> (I'm ignoring colour for simplicity's sake).
Color isn't relevant. The sensor doesn't have any color information, only
intensity information. The color is deterministic...ie, a particular sensor
has a particular color filter over it.
> The real minimum and maximum
> light intensities which the circuit can resolve into a digital number is
> determined by the analog CCD circuit NOT by the number of bits used in the
> ADC.
True. And therefore this 'range', as it is typically called, can be
represented by one bit or 1000 bits. Which, I believe, was the point that
someone else was making...
> The number of bits in the ADC *only* determines the number of steps
> between the minimum voltage it can resolve into a number and the maximum
> voltage it can resolve into a number.
Basically, true. Typically, that 'number of steps' is called the
resolution, ie, if you have an 8 volt range, and you have three bits
(therefore can represent 8 different values), your resolution is 1V.

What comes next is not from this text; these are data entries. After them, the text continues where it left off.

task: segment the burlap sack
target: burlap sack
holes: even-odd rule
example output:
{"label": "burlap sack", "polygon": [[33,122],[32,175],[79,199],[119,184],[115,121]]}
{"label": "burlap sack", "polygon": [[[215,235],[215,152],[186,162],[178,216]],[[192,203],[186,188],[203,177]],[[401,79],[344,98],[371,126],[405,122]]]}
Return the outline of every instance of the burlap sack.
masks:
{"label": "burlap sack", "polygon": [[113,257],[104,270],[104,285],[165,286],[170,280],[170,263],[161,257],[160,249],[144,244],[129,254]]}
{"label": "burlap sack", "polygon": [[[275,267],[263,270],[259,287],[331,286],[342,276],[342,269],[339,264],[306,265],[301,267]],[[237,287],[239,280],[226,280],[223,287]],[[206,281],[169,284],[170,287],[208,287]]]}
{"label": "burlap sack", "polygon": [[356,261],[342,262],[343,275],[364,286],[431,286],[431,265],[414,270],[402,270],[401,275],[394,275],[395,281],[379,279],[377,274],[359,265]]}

> The only reason I can see that a greater number of bits would help is that
> when you are at the extremities of the CCD's range, more bits should help
> resolve meaningful data from noise, or by reducing the size of the steps,
> reduce the loss of image information which lies between the steps at a
lower
> bit depth.
I don't follow you here.
> Ultimately, it's the CCD circuitry which determines the minimum and
maximum
> light intensities that the scanner can (in theory) resolve, not the number
> of bits used to convert it to a digital image
Agreed...
> which just determines the smoothness of the conversion.
I know what you mean, but that's the first time I've heard it called that...
> What Ed's demonstration of a relationship between bits and dynamic range
> demonstrated to me was that the numbers for some scanners simply *seem*
> to be the theoretical maximum determined by a mathematical relationship
> from a given bit depth *not* a real measurement of the DR as determined
> by the kind of tests Dave Hemingway described.
I was saying somewhat the same thing, but apparently for different reasons?
> In fact, referring back to my argument above, there's no reason why an 8
> bit per channel scanner couldn't have a dynamic range of (say) 4 if the
> analog circuitry is capable of measuring that range of light intensities.
No, that's wrong (and you were doing so well ;-). Dynamic range IS
resolution over ANY range, and 8 bits won't give you a DMax of 4. In fact,
8 bits is 48db, or a DMax of log10(2^8) or 2.4. Perhaps you are confusing
the meaning of DMax? The 'capture' range (range from min voltage to max
voltage), as you have aptly stated, is completely separate from resolution
(within that capture range).
Just a note on 'resolution'. Most people consider resolution to be, say,
the number of pixels wide the scan is times the number of pixels long the
scan is. That is true (though only by common use, not by correct use ;-),
but there are other resolutions. Consider that X and Y resolution. There
is also Z resolution, which is the bit depth of the pixel, more bits is
higher resolution. That is the resolution I am talking about in this
discussion, not the X by Y resolution of the image.